How often do you have a bad day, a very bad day? Everything you do on that day is wrong, everything you say is a mistake. You feel like everyone is hating you. You are getting angry. Your face is getting red. You feel lonely. You don’t feel like eating, even though you are hungry. And you just want this day to over with so that you can start all over again.

I have had these days, more than I can bear. Even a day with perfect start can turn into a mess. I was angry all the time. I started hating myself for having such bad luck.

But each of these days has taught me a new thing. I learnt about emotions and found out how understanding emotions, but not having them, can be a powerful thing.

The more you learn about emotions, the better you will understand why and how people think and act. You will develop strong communication skills. Your creative thinking process and complex problem solving skills will take an entire new path.
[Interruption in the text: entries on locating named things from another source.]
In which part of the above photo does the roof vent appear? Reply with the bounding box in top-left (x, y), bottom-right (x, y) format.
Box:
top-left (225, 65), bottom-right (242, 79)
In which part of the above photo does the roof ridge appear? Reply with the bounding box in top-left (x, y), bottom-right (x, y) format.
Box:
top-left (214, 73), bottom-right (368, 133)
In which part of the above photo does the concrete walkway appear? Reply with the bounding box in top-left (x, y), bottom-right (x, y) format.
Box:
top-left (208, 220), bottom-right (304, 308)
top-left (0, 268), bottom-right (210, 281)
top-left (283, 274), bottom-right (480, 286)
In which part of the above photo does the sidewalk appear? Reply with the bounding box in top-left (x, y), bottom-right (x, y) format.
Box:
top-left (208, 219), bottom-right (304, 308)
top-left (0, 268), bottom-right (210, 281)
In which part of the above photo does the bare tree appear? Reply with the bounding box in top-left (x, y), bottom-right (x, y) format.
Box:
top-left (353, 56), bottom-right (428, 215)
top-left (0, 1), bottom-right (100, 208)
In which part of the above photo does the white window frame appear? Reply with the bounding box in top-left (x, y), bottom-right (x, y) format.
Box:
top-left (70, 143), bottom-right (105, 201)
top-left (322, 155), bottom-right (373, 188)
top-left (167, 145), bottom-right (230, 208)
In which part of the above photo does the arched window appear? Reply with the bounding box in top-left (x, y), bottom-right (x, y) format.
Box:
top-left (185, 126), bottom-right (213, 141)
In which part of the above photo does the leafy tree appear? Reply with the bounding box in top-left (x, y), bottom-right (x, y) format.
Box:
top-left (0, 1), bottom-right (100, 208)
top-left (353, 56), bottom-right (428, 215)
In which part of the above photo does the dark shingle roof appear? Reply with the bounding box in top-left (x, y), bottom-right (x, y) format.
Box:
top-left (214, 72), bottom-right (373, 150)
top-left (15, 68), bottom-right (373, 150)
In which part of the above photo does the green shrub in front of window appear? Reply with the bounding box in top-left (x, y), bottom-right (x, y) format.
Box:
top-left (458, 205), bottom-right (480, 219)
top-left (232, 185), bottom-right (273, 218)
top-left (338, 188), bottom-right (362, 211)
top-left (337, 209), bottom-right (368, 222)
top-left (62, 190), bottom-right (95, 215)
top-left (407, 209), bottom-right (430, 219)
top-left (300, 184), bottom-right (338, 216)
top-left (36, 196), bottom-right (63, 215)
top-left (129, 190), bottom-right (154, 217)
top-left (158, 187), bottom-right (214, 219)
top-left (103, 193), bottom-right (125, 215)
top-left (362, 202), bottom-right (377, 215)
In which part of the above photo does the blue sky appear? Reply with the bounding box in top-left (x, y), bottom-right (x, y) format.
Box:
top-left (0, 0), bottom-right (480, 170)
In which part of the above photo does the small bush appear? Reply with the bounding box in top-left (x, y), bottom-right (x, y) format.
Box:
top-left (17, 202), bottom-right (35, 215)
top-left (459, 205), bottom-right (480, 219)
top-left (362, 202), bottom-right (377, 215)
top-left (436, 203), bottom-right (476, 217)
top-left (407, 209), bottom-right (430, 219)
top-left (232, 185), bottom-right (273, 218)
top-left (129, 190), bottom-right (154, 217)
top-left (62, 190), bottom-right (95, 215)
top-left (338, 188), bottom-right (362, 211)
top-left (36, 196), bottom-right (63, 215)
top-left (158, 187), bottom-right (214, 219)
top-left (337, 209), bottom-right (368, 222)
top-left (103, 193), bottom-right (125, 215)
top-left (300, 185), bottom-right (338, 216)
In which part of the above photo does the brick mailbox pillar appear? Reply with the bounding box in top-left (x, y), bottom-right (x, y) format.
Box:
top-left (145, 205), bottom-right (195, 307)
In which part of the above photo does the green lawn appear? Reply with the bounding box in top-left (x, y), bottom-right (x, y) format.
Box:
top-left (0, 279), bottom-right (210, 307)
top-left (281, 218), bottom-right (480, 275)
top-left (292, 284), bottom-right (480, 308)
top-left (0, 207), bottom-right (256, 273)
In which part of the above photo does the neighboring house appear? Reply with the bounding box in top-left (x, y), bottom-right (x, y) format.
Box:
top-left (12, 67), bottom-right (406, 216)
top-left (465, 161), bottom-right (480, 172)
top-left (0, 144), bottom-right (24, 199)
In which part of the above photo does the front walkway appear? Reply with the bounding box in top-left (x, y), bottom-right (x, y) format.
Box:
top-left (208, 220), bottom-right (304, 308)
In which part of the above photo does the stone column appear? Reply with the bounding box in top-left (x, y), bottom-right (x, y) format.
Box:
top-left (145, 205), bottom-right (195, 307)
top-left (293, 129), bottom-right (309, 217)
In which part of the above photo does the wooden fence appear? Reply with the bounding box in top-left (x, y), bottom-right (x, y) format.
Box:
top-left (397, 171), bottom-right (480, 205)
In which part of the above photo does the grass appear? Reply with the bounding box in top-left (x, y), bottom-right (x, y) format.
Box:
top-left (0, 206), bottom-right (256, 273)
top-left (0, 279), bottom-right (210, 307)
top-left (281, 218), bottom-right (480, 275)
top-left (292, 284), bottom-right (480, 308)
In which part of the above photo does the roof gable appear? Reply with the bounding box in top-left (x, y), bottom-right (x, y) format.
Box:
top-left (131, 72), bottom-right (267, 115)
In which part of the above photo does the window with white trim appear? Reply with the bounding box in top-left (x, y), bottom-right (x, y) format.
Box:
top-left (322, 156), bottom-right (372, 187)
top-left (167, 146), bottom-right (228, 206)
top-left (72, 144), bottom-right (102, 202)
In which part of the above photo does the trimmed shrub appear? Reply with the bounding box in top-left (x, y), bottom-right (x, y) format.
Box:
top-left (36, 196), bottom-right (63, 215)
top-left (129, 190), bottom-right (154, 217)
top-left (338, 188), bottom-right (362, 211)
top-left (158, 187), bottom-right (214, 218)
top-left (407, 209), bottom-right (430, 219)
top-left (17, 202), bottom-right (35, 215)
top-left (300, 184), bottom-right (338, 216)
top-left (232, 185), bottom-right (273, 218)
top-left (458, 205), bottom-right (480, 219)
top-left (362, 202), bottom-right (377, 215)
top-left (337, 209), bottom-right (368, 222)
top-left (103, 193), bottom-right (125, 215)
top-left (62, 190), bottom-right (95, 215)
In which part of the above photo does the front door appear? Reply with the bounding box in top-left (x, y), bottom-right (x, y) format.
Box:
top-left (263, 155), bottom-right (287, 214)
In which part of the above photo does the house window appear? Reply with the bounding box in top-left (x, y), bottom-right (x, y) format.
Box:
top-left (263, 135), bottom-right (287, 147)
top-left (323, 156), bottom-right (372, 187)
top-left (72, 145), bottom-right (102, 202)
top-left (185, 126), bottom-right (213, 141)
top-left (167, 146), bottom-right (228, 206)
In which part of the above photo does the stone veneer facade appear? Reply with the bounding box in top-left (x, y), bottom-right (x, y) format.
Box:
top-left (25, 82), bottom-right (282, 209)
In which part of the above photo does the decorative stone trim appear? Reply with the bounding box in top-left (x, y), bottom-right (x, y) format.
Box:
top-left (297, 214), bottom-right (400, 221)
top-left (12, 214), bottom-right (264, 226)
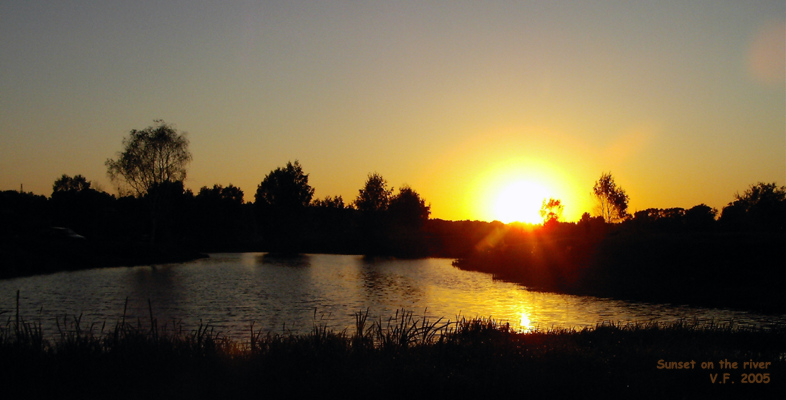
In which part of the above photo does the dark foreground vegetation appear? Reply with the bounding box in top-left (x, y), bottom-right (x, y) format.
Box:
top-left (0, 304), bottom-right (786, 399)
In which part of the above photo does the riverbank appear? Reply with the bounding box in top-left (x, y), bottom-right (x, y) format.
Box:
top-left (0, 239), bottom-right (208, 279)
top-left (454, 233), bottom-right (786, 314)
top-left (0, 311), bottom-right (786, 399)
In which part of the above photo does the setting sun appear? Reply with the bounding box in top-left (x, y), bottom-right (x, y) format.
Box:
top-left (493, 180), bottom-right (549, 224)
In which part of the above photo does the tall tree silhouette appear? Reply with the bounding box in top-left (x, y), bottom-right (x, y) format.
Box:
top-left (592, 172), bottom-right (629, 223)
top-left (354, 172), bottom-right (393, 255)
top-left (355, 172), bottom-right (393, 213)
top-left (254, 160), bottom-right (314, 253)
top-left (105, 120), bottom-right (192, 243)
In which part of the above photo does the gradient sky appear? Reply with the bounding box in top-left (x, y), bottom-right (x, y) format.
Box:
top-left (0, 0), bottom-right (786, 220)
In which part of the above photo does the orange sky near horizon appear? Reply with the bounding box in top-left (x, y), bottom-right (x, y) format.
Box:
top-left (0, 0), bottom-right (786, 221)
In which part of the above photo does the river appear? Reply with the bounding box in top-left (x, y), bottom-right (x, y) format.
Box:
top-left (0, 253), bottom-right (786, 339)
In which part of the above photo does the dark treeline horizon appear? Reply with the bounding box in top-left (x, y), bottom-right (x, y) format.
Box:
top-left (0, 167), bottom-right (786, 276)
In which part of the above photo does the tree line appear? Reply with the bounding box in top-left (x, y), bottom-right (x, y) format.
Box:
top-left (0, 121), bottom-right (786, 278)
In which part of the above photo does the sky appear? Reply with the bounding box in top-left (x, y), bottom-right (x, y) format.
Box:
top-left (0, 0), bottom-right (786, 222)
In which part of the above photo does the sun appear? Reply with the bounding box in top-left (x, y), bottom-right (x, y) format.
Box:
top-left (493, 180), bottom-right (549, 224)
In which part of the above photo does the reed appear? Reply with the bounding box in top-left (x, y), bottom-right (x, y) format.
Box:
top-left (0, 305), bottom-right (786, 399)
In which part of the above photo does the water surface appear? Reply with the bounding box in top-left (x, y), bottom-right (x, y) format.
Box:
top-left (0, 253), bottom-right (786, 338)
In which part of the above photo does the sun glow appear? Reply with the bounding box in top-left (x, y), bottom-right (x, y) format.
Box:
top-left (493, 180), bottom-right (553, 224)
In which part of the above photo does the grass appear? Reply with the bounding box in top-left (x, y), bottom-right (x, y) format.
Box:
top-left (0, 296), bottom-right (786, 399)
But the best thing that will happen to you is you will learn to understand your own emotions much better. You will gain more control on your actions and in your life. And that is how I learnt to stop being unhappy on a really bad day.

I started noticing that I feel different emotion for each of the tiny events of my days. Some of them make me happy, but many of them make me sad, angry and depressed, leading towards a very bitter day.

I found out that most of the events that cause negative emotion usually occur for a very short period of time, sometimes not even for more than a few minutes. But if I get angry or depressed within those few minutes, I remain angry the whole day. So I started thinking what if I can teach myself not to lose temper, not to lose control of my emotions for that time being?

So, I started to control myself to keep calm and just let the time pass. I started to keep my mouth shut, and shift my focus onto a different thing. Simply I was not letting the emotion get into my head (or into my heart). It was not easy at first, but after some time, it became habitual.